Я говорю: А вот вопрос о том, а не страшно ли самим «материалистам» помирать и не хочется ли им жить даже после смерти, хотя бы в нетелесном состоянии, я отнесу к разделу прикладной культурно-исторической психологии, хотя бы потому, что страх перед смертью является одной из основ человеческого мышления.
И тем задаю вопрос: А для тебя это работает? Тебе, читающему эти строки, хочется верить в материализм или в то, что после жизни, возможно, еще что-то будет? И ты не исчезнешь?
Если человек хоть на миг попробует после такого вопроса быть искренним, он никогда не будет вспоминать подходящую к случаю цитату. Он станет психологом прямо сейчас и сходу поставит над собой КИ-психологический эксперимент, просто попытавшись заглянуть в себя.
Когда я намеревался дать начальное описание психологии сообществ, я даже не предполагал, насколько оно будет начальным. Вот этот вот механизм искусственной слепоты и глухоты членов сообществ ко всему, что не соответствует узнаваемым ими образцам, тоже должен быть описан. Но для этого надо проделать неслабое исследование, судя по тому, что я наблюдаю.

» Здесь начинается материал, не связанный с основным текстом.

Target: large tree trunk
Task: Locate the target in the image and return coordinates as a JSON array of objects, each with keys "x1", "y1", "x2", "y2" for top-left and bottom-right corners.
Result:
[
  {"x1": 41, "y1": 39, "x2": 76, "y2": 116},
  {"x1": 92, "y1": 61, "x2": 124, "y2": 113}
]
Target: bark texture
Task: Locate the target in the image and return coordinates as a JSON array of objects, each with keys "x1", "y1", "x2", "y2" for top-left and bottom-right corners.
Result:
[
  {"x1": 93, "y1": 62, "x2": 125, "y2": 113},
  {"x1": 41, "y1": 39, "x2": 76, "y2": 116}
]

Итак, еще раз возвращаясь к Гердеру, образ развивающейся природы вполне можно посчитать одним из первых описаний предмета культурно-исторической психологии. Вот его краткое изложение Гулыгой:
«Мир встает перед Гердером в виде единого, непрерывно развивающегося целого, закономерно проходящего вполне определенные необходимые ступени. О том, как Гердер представлял себе эти ступени, говорит следующий черновой набросок: “1. Организация материи – теплота, огонь, свет, воздух, вода, земля, пыль, вселенная, электрические и магнитные силы. 2. Организация Земли по законам движения, всевозможное притяжение и отталкивание.3.Организация неживых вещей – камни, соли.4.Организация растений – корень, лист, цветок, силы. 5. Животные: тела, чувства. 6. Люди – рассудок, разум.7.Мировая душа: все”.

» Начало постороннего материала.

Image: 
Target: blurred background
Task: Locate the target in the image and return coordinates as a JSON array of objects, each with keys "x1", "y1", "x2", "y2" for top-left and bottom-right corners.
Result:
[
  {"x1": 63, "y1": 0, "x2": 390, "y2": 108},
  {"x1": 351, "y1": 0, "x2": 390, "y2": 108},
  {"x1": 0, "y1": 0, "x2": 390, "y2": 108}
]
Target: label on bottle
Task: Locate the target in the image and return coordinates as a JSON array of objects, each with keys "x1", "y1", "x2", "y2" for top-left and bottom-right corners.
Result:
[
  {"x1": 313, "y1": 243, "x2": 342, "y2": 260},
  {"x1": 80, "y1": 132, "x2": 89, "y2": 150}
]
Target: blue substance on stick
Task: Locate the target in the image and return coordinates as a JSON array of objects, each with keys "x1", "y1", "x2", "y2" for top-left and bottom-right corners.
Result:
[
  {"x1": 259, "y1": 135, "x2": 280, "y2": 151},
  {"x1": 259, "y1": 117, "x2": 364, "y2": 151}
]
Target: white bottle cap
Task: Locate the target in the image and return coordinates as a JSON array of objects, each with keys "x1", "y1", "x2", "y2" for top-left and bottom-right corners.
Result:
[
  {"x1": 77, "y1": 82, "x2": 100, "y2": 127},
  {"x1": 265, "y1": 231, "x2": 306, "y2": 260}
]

Для Гердера эта схема означала не застывшую “лестницу существ”, созданных богом, а непрерывно совершенствующуюся “цепь развития”. В этом плане следует понимать и загадочную “мировую душу”, венчающую, по мысли Гердера, общее развитие. Коль скоро развитие беспредельно, то надо задуматься над тем, во что выльется совершенствование человеческих форм. На Земле человек – предел развития, дальнейшее развитие соображение Гердера переносит в…сверхчувственный мир» (Гулыга, 1977, с.623–624).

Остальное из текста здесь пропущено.